Roots Sustainable Agricultural Technologies Limited (ASX: ROO) has successfully conducted the world’s first table grape harvest irrigated with its patented Irrigation by Condensation (IBC) solar and/or electric system which creates water solely from the condensation of humidity in the air.
The vines, planted in May 2018 and harvested in July 2019 at the Roots research and development hub in central Israel, were sustained throughout the year with water condensed on the external surface of pipes.
Boaz Wachtel, Roots co-founder and inventor of the IBC technology, said, “We are extremely pleased to harvest the first grapes grown only with irrigation from humidity in the air. The solar and electric versions produced enough water, under the ‘deficit irrigation’ concept to sustain the grape vines.

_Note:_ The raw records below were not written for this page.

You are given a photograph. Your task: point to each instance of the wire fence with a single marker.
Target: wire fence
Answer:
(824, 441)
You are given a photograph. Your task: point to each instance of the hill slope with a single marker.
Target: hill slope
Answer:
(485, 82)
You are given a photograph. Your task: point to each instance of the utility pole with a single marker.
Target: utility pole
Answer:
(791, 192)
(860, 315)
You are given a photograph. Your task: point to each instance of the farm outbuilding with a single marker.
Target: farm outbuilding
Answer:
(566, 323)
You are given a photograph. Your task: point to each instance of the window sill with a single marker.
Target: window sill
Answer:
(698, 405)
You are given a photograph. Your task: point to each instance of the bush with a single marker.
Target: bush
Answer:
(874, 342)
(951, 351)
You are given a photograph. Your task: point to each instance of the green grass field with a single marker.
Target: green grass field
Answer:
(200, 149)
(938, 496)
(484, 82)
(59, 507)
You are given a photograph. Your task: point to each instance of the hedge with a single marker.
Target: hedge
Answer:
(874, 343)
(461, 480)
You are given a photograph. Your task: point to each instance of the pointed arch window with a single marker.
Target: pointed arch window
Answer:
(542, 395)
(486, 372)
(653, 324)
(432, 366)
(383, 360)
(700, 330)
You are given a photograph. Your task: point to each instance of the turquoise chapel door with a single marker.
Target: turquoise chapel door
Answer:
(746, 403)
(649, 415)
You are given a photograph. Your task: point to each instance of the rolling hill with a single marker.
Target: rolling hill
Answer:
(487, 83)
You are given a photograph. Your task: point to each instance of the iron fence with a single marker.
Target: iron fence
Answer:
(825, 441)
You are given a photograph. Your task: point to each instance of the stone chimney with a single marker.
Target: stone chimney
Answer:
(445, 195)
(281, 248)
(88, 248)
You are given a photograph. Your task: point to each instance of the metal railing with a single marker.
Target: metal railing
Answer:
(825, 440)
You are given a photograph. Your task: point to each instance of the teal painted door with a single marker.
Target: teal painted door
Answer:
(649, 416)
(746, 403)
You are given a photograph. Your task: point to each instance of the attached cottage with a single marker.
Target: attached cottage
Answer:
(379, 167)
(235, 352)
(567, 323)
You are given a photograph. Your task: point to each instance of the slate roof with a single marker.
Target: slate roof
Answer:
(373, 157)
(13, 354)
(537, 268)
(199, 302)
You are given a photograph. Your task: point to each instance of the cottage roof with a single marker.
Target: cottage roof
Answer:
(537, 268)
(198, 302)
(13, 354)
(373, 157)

This is a major achievement for Roots and we see great potential of the IBC system to address irrigation issues around the world for small and medium farm holders.
“The technology has great potential to answer acute needs of farmers around the world seeking access to clean water to irrigate small and medium plots. As climate change takes hold access for adequate quantity and quality to water to irrigate crops becomes a major issue, as aquifer or other water sources are being depleted and polluted at a rapid pace.”
“Roots’ IBC solution has attracted wide attention in the industry since we debuted it in May last year at one of the world’s leading agriculture exhibitions, Agri-Tech Israel 2018. Now that we’ve shown its effectiveness on nine different crops it is even being compared by some as comparable with the invention of drip irrigation.”
How Irrigation by Condensation works:
Roots’ breakthrough IBC installation for grapes used a combination of electric and photovoltaic power sources to chill and circulate a one-time fill-up water tank in a closed cycle. This created a stand-alone system that is able to sustain the entire growth cycle of the grape crop, 365 days a year, independently of any external water sources.
The energy produced by either the solar panels or electricity supply was used to chill the one-time fill-up water tank to below dew point in an insulated tank. A small flow pump then circulated this water in a closed cycle in pipes laid near the vines. This produced condensation on the external surface of the pipes that flowed by gravitation to the soil and roots.
The amount of water produced and required energy depend on relative humidity, air temperature, pipe numbers and surface area, and water temperature circulating in the pipes. Following a one-time purchase expense, the system operates autonomously after a single water tank fill at installation.